La réforme de l'assurance-maladie, à laquelle l'opinion n'est absolument pas préparée, risque de faire un «atterrissage très difficile» à l'été 2004.
Tel est le scénario noir redouté à l'UMP, où plusieurs députés confient que le chantier est encore plus explosif que celui des retraites dans la mesure où il concernera tous les Français, et sans délai. La menace serait d'autant plus lourde que plusieurs confédérations de salariés, qui n'ont toujours pas « digéré » la réforme des retraites, prépareraient une revanche sociale.
Alain Juppé, président de l'UMP, qui mesure sans doute mieux que personne le risque politique d'une telle réforme, a tiré les leçons de 1995. Son entourage confiait récemment à l'AFP que l'ancien Premier ministre veut très rapidement « engager le débat sur l'assurance-maladie pour pouvoir commencer à dégager des perspectives et pistes d'atterrissage possibles de cette réforme ». Autrement dit, il s'agit de préparer le terrain, prendre le pouls de l'opinion, et éventuellement lancer des ballons d'essai afin d'épauler et d'éclairer la démarche du gouvernement. Un pôle santé présidé par Philippe Douste-Blazy, secrétaire général de l'UMP, est chargé de nourrir la réflexion interne sur les grands sujets, comme l'organisation du système de soins en ville ou à l'hôpital.

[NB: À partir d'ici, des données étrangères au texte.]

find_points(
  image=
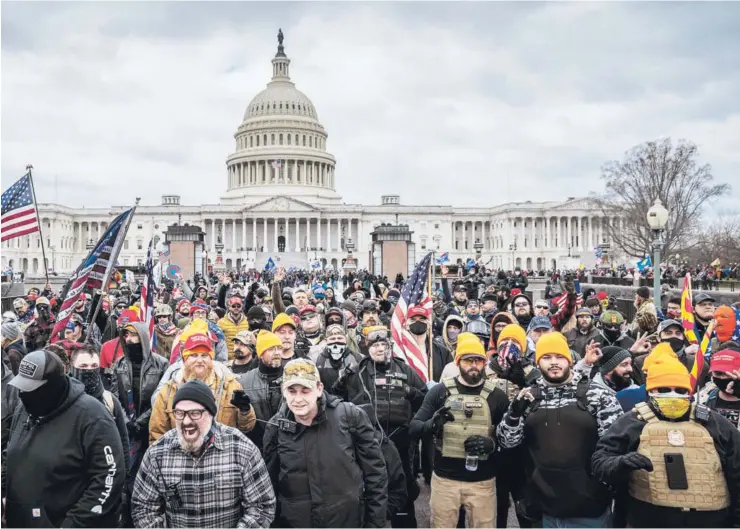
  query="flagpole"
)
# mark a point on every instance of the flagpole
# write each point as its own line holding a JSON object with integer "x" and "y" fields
{"x": 431, "y": 320}
{"x": 109, "y": 270}
{"x": 29, "y": 168}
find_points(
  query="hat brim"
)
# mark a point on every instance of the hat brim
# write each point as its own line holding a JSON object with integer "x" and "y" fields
{"x": 26, "y": 384}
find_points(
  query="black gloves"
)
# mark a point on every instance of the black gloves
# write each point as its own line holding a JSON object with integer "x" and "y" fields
{"x": 519, "y": 406}
{"x": 438, "y": 420}
{"x": 479, "y": 445}
{"x": 241, "y": 400}
{"x": 634, "y": 461}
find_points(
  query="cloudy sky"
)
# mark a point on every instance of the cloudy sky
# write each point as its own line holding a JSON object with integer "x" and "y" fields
{"x": 442, "y": 103}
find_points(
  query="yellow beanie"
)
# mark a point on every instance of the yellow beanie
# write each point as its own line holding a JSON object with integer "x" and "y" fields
{"x": 668, "y": 373}
{"x": 282, "y": 319}
{"x": 265, "y": 340}
{"x": 469, "y": 344}
{"x": 552, "y": 343}
{"x": 661, "y": 352}
{"x": 514, "y": 332}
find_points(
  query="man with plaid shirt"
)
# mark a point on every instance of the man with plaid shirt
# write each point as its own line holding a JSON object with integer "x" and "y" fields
{"x": 202, "y": 473}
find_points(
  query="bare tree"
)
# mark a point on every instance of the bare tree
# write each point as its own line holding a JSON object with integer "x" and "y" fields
{"x": 657, "y": 169}
{"x": 719, "y": 239}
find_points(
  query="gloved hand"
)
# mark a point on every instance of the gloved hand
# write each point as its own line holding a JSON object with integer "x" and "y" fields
{"x": 522, "y": 401}
{"x": 241, "y": 400}
{"x": 479, "y": 445}
{"x": 634, "y": 461}
{"x": 134, "y": 430}
{"x": 438, "y": 420}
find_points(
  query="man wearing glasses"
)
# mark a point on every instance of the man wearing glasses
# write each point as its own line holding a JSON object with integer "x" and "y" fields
{"x": 204, "y": 474}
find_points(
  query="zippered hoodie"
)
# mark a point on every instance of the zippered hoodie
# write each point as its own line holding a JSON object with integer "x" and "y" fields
{"x": 66, "y": 469}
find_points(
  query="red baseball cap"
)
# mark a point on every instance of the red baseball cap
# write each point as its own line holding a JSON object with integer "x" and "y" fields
{"x": 417, "y": 311}
{"x": 725, "y": 361}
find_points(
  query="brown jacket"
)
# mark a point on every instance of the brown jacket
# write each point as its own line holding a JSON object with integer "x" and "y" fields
{"x": 162, "y": 420}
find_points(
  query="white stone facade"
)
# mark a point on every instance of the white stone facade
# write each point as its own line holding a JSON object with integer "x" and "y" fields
{"x": 281, "y": 195}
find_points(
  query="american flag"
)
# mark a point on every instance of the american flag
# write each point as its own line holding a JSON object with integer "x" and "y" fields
{"x": 94, "y": 270}
{"x": 19, "y": 210}
{"x": 414, "y": 293}
{"x": 147, "y": 291}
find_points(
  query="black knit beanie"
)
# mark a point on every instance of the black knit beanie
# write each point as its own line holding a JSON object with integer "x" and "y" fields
{"x": 611, "y": 357}
{"x": 196, "y": 391}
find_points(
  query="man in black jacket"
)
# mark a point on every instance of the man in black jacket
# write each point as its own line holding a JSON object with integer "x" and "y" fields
{"x": 396, "y": 393}
{"x": 462, "y": 414}
{"x": 326, "y": 466}
{"x": 64, "y": 459}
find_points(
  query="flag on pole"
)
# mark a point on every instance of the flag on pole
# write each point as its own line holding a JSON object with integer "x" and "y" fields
{"x": 687, "y": 311}
{"x": 95, "y": 269}
{"x": 414, "y": 294}
{"x": 645, "y": 263}
{"x": 147, "y": 292}
{"x": 19, "y": 215}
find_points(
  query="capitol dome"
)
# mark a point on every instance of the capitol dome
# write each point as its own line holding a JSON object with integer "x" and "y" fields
{"x": 281, "y": 145}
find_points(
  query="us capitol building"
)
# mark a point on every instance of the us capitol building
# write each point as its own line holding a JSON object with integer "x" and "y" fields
{"x": 281, "y": 200}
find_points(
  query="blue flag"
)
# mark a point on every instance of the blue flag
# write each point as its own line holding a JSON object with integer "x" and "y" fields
{"x": 644, "y": 264}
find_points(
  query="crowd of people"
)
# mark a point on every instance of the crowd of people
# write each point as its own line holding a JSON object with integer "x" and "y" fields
{"x": 283, "y": 400}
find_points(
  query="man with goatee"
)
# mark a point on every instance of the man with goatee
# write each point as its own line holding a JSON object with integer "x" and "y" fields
{"x": 558, "y": 421}
{"x": 202, "y": 473}
{"x": 233, "y": 406}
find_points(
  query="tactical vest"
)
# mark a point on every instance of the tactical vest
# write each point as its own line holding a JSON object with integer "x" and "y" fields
{"x": 392, "y": 407}
{"x": 472, "y": 417}
{"x": 707, "y": 486}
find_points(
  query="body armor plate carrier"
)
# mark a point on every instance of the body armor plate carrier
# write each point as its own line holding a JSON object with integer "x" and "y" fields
{"x": 472, "y": 417}
{"x": 707, "y": 489}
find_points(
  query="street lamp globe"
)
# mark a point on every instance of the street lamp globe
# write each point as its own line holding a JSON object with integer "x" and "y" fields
{"x": 657, "y": 216}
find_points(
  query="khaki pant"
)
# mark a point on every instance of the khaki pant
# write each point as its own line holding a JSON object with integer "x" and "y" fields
{"x": 478, "y": 498}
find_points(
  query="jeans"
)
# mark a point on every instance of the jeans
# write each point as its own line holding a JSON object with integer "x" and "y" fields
{"x": 602, "y": 521}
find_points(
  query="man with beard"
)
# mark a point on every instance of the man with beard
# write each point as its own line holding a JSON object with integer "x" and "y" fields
{"x": 226, "y": 483}
{"x": 64, "y": 463}
{"x": 335, "y": 357}
{"x": 262, "y": 385}
{"x": 584, "y": 331}
{"x": 461, "y": 414}
{"x": 234, "y": 407}
{"x": 395, "y": 392}
{"x": 38, "y": 332}
{"x": 679, "y": 462}
{"x": 245, "y": 358}
{"x": 85, "y": 367}
{"x": 558, "y": 421}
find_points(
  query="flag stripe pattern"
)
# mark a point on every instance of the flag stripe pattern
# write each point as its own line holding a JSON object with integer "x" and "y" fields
{"x": 19, "y": 216}
{"x": 687, "y": 310}
{"x": 147, "y": 292}
{"x": 93, "y": 270}
{"x": 414, "y": 293}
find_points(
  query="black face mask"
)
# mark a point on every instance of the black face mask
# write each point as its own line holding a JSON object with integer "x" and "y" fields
{"x": 135, "y": 352}
{"x": 418, "y": 328}
{"x": 722, "y": 384}
{"x": 675, "y": 343}
{"x": 44, "y": 400}
{"x": 91, "y": 379}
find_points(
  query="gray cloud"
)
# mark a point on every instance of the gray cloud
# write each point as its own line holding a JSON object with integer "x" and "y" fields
{"x": 443, "y": 103}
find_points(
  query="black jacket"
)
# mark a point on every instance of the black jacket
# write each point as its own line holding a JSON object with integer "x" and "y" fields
{"x": 67, "y": 469}
{"x": 624, "y": 436}
{"x": 152, "y": 370}
{"x": 330, "y": 474}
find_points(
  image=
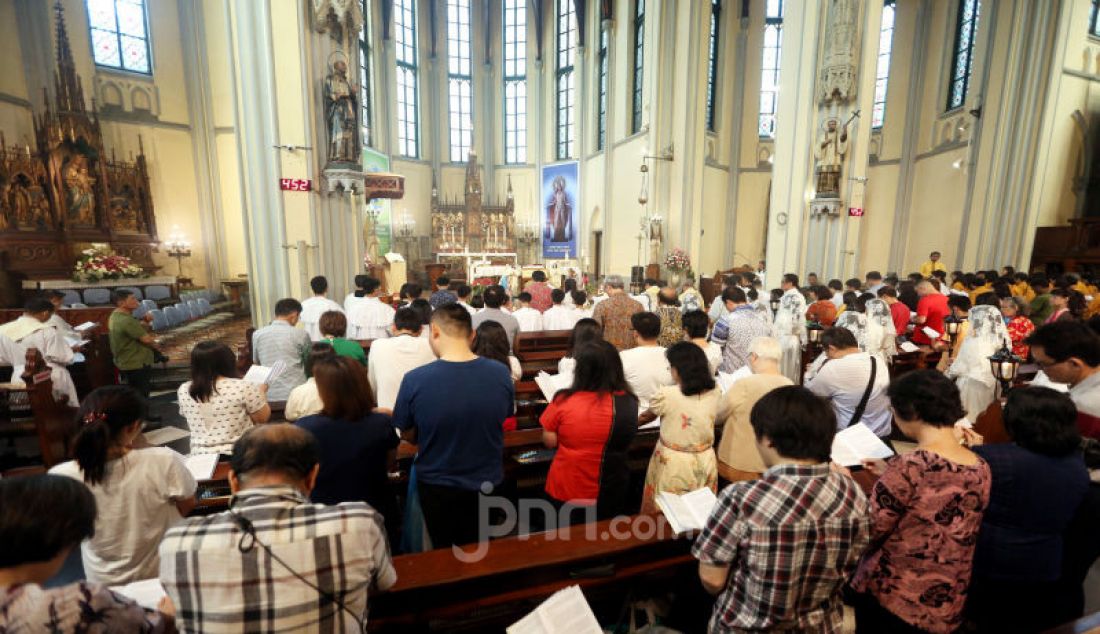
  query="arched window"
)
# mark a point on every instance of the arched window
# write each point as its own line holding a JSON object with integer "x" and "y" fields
{"x": 119, "y": 31}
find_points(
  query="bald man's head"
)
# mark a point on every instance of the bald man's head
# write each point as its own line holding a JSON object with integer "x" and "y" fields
{"x": 282, "y": 451}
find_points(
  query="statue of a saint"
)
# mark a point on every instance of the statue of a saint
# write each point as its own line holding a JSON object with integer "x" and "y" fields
{"x": 341, "y": 116}
{"x": 829, "y": 151}
{"x": 79, "y": 189}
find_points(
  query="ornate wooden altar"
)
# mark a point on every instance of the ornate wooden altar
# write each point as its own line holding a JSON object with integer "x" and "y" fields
{"x": 466, "y": 225}
{"x": 66, "y": 193}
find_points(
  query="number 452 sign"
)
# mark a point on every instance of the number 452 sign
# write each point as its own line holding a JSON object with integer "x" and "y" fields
{"x": 295, "y": 184}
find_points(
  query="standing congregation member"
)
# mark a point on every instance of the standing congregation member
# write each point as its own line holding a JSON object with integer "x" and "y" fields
{"x": 44, "y": 518}
{"x": 33, "y": 329}
{"x": 139, "y": 492}
{"x": 778, "y": 550}
{"x": 454, "y": 410}
{"x": 132, "y": 343}
{"x": 242, "y": 570}
{"x": 319, "y": 304}
{"x": 668, "y": 310}
{"x": 737, "y": 329}
{"x": 592, "y": 425}
{"x": 539, "y": 291}
{"x": 443, "y": 295}
{"x": 926, "y": 511}
{"x": 695, "y": 324}
{"x": 495, "y": 297}
{"x": 738, "y": 458}
{"x": 614, "y": 314}
{"x": 791, "y": 326}
{"x": 393, "y": 358}
{"x": 683, "y": 459}
{"x": 370, "y": 318}
{"x": 1038, "y": 483}
{"x": 305, "y": 400}
{"x": 529, "y": 318}
{"x": 645, "y": 365}
{"x": 854, "y": 382}
{"x": 218, "y": 406}
{"x": 281, "y": 341}
{"x": 559, "y": 316}
{"x": 358, "y": 446}
{"x": 1069, "y": 352}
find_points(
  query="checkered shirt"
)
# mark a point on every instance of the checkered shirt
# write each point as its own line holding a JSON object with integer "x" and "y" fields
{"x": 218, "y": 588}
{"x": 791, "y": 539}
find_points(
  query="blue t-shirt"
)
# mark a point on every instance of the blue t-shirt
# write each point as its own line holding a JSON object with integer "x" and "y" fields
{"x": 458, "y": 410}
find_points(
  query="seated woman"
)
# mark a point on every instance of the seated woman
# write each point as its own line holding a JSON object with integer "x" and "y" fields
{"x": 219, "y": 407}
{"x": 926, "y": 510}
{"x": 584, "y": 330}
{"x": 1038, "y": 482}
{"x": 140, "y": 492}
{"x": 359, "y": 447}
{"x": 304, "y": 400}
{"x": 44, "y": 518}
{"x": 333, "y": 327}
{"x": 683, "y": 459}
{"x": 592, "y": 425}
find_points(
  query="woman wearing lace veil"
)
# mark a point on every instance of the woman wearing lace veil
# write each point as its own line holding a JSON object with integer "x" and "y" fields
{"x": 970, "y": 369}
{"x": 881, "y": 337}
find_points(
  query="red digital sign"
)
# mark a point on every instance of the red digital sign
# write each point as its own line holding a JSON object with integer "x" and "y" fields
{"x": 295, "y": 184}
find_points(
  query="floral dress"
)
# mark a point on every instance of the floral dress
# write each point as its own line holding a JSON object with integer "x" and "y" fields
{"x": 683, "y": 459}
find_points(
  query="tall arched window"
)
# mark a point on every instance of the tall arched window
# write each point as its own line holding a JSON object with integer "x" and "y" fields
{"x": 515, "y": 80}
{"x": 119, "y": 32}
{"x": 405, "y": 45}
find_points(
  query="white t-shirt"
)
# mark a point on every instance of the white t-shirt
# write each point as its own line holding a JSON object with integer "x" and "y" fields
{"x": 647, "y": 370}
{"x": 135, "y": 504}
{"x": 223, "y": 418}
{"x": 391, "y": 359}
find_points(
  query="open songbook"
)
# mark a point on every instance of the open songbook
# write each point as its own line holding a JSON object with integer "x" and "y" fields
{"x": 261, "y": 374}
{"x": 565, "y": 612}
{"x": 856, "y": 444}
{"x": 688, "y": 512}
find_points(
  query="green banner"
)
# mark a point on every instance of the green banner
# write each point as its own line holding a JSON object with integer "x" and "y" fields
{"x": 384, "y": 229}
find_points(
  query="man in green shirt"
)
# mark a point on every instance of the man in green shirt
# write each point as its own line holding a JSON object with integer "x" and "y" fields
{"x": 132, "y": 343}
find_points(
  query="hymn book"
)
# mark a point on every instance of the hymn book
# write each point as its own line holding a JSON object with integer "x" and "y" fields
{"x": 688, "y": 512}
{"x": 856, "y": 444}
{"x": 565, "y": 612}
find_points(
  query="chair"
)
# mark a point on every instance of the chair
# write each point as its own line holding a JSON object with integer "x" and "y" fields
{"x": 97, "y": 296}
{"x": 157, "y": 292}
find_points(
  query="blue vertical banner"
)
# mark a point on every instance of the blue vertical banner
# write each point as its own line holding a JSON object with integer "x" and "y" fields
{"x": 561, "y": 198}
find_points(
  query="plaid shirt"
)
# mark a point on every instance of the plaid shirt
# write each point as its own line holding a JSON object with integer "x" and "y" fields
{"x": 791, "y": 539}
{"x": 218, "y": 588}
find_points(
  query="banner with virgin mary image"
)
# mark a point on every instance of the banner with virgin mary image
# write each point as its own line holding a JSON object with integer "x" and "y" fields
{"x": 561, "y": 198}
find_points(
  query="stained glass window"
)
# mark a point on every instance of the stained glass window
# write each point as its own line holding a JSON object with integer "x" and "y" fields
{"x": 405, "y": 47}
{"x": 966, "y": 30}
{"x": 882, "y": 70}
{"x": 515, "y": 80}
{"x": 769, "y": 67}
{"x": 712, "y": 66}
{"x": 565, "y": 79}
{"x": 120, "y": 34}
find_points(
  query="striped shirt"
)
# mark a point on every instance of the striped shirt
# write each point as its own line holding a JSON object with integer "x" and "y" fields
{"x": 221, "y": 580}
{"x": 279, "y": 341}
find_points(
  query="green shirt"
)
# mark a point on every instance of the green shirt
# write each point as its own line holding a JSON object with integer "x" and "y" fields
{"x": 125, "y": 334}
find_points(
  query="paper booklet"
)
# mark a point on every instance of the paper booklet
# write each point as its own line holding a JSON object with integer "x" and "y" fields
{"x": 147, "y": 592}
{"x": 262, "y": 374}
{"x": 856, "y": 444}
{"x": 201, "y": 466}
{"x": 565, "y": 612}
{"x": 688, "y": 512}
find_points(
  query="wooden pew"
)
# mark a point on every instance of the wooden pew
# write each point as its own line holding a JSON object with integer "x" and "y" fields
{"x": 436, "y": 591}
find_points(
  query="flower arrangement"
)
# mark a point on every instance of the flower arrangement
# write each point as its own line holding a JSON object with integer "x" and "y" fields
{"x": 678, "y": 260}
{"x": 98, "y": 263}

La formation chiraquienne veut en tout cas apporter sa pierre au débat et conduire une « action pédagogique » intense auprès de l'opinion dans les premiers mois de 2004, ainsi que l'explique le médecin député (UMP) des Yvelines Pierre Morange (lire notre entretien). Le dossier est si sensible qu'il risque de diviser la droite entre « libéraux » et « modérés » lorsque viendra le temps des arbitrages sur la maîtrise des dépenses, les modes de responsabilisation des assurés, le financement ou la politique du médicament. Déjà, plusieurs députés centristes, anciens UDF ayant rejoint l'UMP, demandent à Alain Juppé davantage de débat « en amont » au sein du parti, notamment sur ces questions . Quant à la formation de François Bayrou, bien qu'elle soit partenaire de la majorité, elle devrait encore marquer sa différence sur la Sécu, après avoir critiqué un PLFSS 2004 « décevant ».
Le gouvernement campe sur sa méthode : un diagnostic « partagé » (bien que déjà retardé) dressé par le Haut Conseil pour l'avenir de l'assurance-maladie, des groupes de travail pilotés par le cabinet Mattei début 2004, une phase de concertation avec tous les acteurs avant des arbitrages politiques à l'été et une transcription législative à l'automne. Ce qui n'exclut pas aussi, à l'approche des échéances électorales, des initiatives de terrain symboliques, à l'instar de la visite de Jean-Pierre Raffarin, samedi dernier en Haute-Savoie, à la rencontre de médecins généralistes inquiets (voir page 2).
Ce processus idéal devra toutefois intégrer plusieurs paramètres encore inconnus, comme le résultat des élections régionales en mars et un éventuel remaniement ministériel. Et si le retour de la croissance n'est pas au rendez-vous au deuxième semestre, la tâche du gouvernement sera d'autant plus délicate. Dans ces conditions, l'accompagnement pédagogique de l'UMP risque d'être très précieux.